Bobby Pins & Kirbigrips
The metal hairpin was designed to keep the short bobbed hairstyles in place. It appeared in about 1922, just as bobs were increasing in popularity, so it’s easy to see why they were called bobby pins.
In Britain, the hairpin was called the Kirbigrip, made by Kirby Beard & Co.
This hair product featured a lot in the 1920s. Brilliantine was a product designed to add sheen and control to hair. It was made by several manufacturers, including Colgate.
The thin headband was worn around the forehead, earning itself the nickname of “headache band”.
Browbands were made from a variety of materials, including ribbon, cotton, knitted wool or even a string of pearls. They could be plain and simple, or more elaborate with decoration or embroidery.
Like the browband, the bandeau was also worn around the forehead. However, it was made from a much wider strip of fabric than the browband, and worn so that most of the forehead was covered. The bandeau didn’t cover the whole head and, therefore, the crown area would be showing.
Slides & Combs
Slides were worn to keep hair in place or to provide decoration. It would be used on waved hair to keep the S-shaped element of a wave in place, as well as to hold the hair off the face.
Spanish mantilla combs were a fashion accessory in the 1920s – inspired by the Parisian trend for the combs. Ladies with long, dressed-up hair would use a mantilla comb to hold the hair in place.
Mantillas could be made from materials such as Bakelite (an early plastic), tortoiseshell, ivory or silver. They came in a variety of designs, styles and decorations.

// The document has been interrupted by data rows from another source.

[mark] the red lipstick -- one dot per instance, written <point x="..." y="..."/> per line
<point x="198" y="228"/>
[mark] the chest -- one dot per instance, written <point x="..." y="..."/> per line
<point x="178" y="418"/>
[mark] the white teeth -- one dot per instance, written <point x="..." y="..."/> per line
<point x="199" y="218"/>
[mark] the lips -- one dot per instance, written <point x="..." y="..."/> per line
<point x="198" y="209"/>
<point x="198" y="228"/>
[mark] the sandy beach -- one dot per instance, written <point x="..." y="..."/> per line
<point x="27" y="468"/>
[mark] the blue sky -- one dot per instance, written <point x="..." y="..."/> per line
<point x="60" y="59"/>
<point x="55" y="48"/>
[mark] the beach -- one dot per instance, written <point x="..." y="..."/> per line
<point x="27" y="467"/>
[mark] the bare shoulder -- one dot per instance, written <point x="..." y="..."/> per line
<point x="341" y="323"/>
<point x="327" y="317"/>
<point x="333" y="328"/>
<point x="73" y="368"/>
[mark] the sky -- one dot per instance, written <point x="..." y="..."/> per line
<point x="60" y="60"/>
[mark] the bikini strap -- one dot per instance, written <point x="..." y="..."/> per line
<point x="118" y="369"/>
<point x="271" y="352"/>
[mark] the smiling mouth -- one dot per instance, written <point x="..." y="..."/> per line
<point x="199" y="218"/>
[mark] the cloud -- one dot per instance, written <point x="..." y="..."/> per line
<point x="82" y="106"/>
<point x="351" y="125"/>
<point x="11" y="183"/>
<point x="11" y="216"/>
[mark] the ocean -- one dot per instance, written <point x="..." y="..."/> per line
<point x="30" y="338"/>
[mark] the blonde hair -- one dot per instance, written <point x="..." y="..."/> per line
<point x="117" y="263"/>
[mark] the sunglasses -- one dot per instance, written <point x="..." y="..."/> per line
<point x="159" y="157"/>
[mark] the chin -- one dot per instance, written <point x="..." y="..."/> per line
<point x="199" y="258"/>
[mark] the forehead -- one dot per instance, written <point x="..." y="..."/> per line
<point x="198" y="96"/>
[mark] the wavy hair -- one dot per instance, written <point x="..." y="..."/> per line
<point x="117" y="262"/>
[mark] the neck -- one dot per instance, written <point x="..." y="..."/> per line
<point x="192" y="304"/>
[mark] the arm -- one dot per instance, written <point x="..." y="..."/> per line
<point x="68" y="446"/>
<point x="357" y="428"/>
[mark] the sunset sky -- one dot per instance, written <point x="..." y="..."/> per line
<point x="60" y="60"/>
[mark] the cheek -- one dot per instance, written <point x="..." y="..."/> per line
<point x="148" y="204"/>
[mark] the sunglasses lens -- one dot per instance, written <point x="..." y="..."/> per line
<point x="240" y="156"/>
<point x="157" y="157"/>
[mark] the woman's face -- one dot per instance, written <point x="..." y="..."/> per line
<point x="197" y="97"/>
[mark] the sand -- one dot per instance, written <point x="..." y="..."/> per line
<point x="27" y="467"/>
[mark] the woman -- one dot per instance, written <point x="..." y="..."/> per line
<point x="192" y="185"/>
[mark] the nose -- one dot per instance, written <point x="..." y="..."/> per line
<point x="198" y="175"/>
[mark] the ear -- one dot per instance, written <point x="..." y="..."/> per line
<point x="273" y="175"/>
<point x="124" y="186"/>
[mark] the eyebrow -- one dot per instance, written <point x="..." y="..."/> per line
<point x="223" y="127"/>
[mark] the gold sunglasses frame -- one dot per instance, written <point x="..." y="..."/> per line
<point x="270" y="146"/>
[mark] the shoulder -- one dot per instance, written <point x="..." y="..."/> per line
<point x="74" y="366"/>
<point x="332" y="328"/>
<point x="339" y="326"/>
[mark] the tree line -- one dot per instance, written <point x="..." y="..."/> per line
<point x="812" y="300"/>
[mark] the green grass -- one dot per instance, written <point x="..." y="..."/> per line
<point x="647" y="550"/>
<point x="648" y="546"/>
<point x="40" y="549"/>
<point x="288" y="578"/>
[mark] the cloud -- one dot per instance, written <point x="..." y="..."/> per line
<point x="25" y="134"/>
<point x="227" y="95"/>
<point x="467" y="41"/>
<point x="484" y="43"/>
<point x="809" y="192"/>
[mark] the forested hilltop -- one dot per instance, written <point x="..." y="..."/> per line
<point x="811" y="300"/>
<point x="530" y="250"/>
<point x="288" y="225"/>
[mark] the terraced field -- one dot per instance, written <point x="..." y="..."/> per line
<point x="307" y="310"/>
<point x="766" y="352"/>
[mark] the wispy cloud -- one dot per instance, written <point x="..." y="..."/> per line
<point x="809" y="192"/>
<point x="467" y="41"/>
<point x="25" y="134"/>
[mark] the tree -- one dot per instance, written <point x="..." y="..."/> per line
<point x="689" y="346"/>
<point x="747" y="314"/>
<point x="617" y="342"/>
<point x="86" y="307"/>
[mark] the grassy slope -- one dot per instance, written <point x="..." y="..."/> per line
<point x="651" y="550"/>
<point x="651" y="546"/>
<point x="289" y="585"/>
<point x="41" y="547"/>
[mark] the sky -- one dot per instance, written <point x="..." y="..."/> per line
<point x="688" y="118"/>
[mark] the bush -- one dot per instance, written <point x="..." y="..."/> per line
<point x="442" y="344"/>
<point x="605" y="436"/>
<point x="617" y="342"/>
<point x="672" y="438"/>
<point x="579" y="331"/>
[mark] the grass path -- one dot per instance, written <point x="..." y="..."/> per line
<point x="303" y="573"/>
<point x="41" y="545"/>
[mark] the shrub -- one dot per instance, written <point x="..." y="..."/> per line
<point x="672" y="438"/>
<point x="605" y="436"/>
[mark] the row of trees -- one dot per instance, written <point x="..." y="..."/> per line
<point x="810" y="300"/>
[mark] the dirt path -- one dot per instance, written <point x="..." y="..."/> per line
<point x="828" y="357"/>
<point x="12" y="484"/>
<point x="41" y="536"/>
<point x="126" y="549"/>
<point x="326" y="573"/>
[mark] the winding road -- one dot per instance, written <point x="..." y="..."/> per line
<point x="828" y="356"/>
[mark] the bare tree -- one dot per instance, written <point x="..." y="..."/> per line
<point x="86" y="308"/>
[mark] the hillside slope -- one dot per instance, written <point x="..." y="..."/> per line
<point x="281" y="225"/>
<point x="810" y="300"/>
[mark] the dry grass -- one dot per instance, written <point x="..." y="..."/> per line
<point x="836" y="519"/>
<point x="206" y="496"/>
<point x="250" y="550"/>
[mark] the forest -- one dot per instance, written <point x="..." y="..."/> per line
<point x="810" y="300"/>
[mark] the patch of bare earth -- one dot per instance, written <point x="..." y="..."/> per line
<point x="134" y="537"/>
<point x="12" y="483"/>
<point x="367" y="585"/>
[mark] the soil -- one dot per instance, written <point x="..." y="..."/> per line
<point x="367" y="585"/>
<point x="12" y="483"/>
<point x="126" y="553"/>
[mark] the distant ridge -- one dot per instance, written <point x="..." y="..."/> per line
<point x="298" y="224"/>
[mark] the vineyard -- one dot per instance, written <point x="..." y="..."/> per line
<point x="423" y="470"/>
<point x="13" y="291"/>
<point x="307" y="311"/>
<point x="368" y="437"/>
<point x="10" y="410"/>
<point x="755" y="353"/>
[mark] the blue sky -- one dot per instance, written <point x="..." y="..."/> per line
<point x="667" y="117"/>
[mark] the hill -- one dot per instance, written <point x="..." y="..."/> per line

Transformations (or wigs as we call them today) were very popular and heartily advertised in magazines like The Queen.
Wigs allowed women to easily have a change of style or hair colour, or to create a bobbed look while keeping their long hair. Likewise, wigs were good for creating a waved hair look, as it wasn’t always a look that was easy to achieve and maintain for some.
Wigs were mainly simple “pull on” style wigs that could be adjusted to fit any head.
Real hair wigs were made to look natural and worn as if so – women didn’t want their false hair to show or for people to know it was a wig. Discretion was the word. However, some wigs were made of silk and were very shiny.
There were also false pieces available, used to create a variety of effects; for example, a curled cluster to wear at the nape.
Wearing a hat was still the done thing for social engagements and a bobbed hairstyle could cope with being squished under a snug-fitting hat like the cloche.
Made from any soft material like rayon, straw, wool, cotton and felt, the bell-shaped hat (cloche is French for bell) is pulled down low over the ears and brow. Hats could be plain, embroidered or decorated with things like flowers, ribbons, jewels or beads.
It was invented by Parisian milliner Caroline Reboux in 1908 and became the defining hat of the ’20s. By the 1930s, the cloche had evolved into the coal scuttle hat, which had a much wider, deeply scooped brim.
The Tam O’Shanter is a traditional Scottish knitted hat (or bonnet) with a pompom on top. It has been worn by both men and women for centuries.
They started to be seen during WWI when the women who worked in the munitions factories formed football teams. The Tam O’Shanter (or a similar-looking knitted hat) was simply part of the kit.
Women’s football in Britain was hugely successful, often more so than men’s. Ironically, the popularity of women’s footy became its downfall. The Football Association got their jealous Y-fronts in a twist and, in 1921, banned women’s teams from playing at their pitches.
It would be five decades before the women’s game was recognised by the FA.
Other Popular Hats
Other soft headwear worn included turbans and berets, worn low over the head like a cloche hat, as opposed to being worn on one side (which is more 1930s).
Long scarves were wrapped around the head and tied at the nape. A leather aviator helmet could be worn when out in a car to protect hair from dust and wind.
When Greta Garbo wore a brimmed felt hat in A Woman of Affairs (1928), she sparked a trend for American women to wear this type of soft hat.